International Tea Day on 21 May is more than a celebration of a comforting drink. Across Asia, tea represents history, hospitality, identity, trade, and livelihood all at once. While the observance is global, it carries a particular weight in Asia, where tea traditions have shaped daily life, ceremony, agriculture, and commerce for more than 5,000 years.
Tea is also deeply tied to sustainability and development. The FAO notes that tea supports more than 13 million people, including smallholder farmers and their households, and that smallholders are responsible for about 60% of global tea production. In that sense, International Tea Day is not just about appreciating tea, but also about protecting the communities and ecosystems behind it.
In many Asian cultures, tea is part of how people welcome guests, mark rituals, and slow down time. It appears in ceremonies, family routines, street culture, and modern cafés, showing how an ancient tradition can remain relevant in a fast-moving region.
What makes tea especially powerful in Asia is its flexibility. It can be formal or casual, spiritual or social, premium or everyday. That versatility has helped tea remain central to both heritage and contemporary consumer culture.
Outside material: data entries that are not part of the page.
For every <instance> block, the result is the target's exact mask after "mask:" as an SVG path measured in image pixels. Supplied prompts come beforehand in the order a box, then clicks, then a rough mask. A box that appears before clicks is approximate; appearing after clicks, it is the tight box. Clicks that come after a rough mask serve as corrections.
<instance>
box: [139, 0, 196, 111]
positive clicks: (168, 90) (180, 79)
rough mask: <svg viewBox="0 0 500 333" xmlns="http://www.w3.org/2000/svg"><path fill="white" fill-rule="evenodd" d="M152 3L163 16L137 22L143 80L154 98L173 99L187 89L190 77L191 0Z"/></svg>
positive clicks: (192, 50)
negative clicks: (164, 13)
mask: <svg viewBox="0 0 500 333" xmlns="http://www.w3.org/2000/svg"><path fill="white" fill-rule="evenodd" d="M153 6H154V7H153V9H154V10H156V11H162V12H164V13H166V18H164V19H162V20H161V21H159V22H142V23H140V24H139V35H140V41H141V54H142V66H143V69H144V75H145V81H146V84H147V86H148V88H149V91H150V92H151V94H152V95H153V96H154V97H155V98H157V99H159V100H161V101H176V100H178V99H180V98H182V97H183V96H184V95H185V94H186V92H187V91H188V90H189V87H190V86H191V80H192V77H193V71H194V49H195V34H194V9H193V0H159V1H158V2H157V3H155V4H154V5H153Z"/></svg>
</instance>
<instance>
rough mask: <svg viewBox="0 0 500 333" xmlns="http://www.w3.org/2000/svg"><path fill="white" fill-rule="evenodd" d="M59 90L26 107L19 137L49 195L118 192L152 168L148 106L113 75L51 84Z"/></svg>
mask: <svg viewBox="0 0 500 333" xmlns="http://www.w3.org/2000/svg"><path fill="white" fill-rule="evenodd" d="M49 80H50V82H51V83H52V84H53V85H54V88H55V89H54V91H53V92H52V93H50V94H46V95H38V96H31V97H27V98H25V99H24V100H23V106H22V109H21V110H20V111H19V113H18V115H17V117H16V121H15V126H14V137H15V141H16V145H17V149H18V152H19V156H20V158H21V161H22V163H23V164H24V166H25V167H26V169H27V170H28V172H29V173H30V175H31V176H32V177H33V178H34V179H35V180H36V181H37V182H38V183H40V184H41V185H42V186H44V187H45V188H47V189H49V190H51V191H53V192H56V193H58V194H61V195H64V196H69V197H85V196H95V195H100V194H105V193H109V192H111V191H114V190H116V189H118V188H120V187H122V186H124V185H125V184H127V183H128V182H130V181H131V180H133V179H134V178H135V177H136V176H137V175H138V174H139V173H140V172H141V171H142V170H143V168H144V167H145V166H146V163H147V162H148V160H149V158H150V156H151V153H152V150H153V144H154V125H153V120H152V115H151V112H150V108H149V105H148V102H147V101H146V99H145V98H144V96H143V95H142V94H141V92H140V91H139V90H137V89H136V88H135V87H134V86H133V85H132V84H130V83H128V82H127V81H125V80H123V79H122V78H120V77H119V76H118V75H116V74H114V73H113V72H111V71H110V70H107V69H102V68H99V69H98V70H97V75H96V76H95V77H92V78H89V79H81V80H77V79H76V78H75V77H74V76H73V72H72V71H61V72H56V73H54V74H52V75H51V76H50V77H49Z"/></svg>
China is often seen as the historic heart of tea culture, but the broader Asian story is much richer. From Japanese tea ceremonies to Indian chai culture, from Sri Lanka’s plantation heritage to tea traditions across Southeast and Central Asia, the region has turned tea into something far larger than a beverage.

Tea is also a major economic story for Asia. The region includes some of the world’s biggest tea-producing countries, and tea remains a source of income for millions of families across farming, processing, and trade.
The FAO describes tea as a multi-billion-dollar industry that supports economies and contributes to sustainable agrifood systems. Tea export earnings also help finance food import bills in major producing countries, while the sector plays a vital role in rural development, poverty reduction, and food security.
That matters because International Tea Day is not only about taste or tradition. It also draws attention to the livelihoods behind every harvest, from plantation workers to smallholder growers and local traders.
International Tea Day also highlights the need to make tea production more sustainable “from field to cup.” Tea thrives in very specific agro-ecological conditions, many of which are increasingly affected by climate variability.
That makes the day a reminder that tea’s future depends on more than consumer demand. Transparent, efficient, and sustainable value chains are essential if the sector is to continue supporting communities, protecting natural resources, and adapting to environmental change.
International Tea Day feels especially timely in Asia because it connects old traditions to current conversations about sustainability, heritage, and local industries. It is a reminder that culture can be both deeply rooted and commercially relevant.
The observance also has a lived dimension this year: FAO is marking International Tea Day 2026 with an event at its Rome headquarters under the theme “Sustaining Tea, Supporting Communities,” featuring tea traditions, cultural performances, and participating countries showcasing their own practices. That focus reinforces the idea that tea is not just a product, but a shared global story shaped by local communities.
In that sense, tea is a useful symbol for Asia itself: layered, diverse, and constantly evolving. The region does not just drink tea — it has helped define what tea means to the world.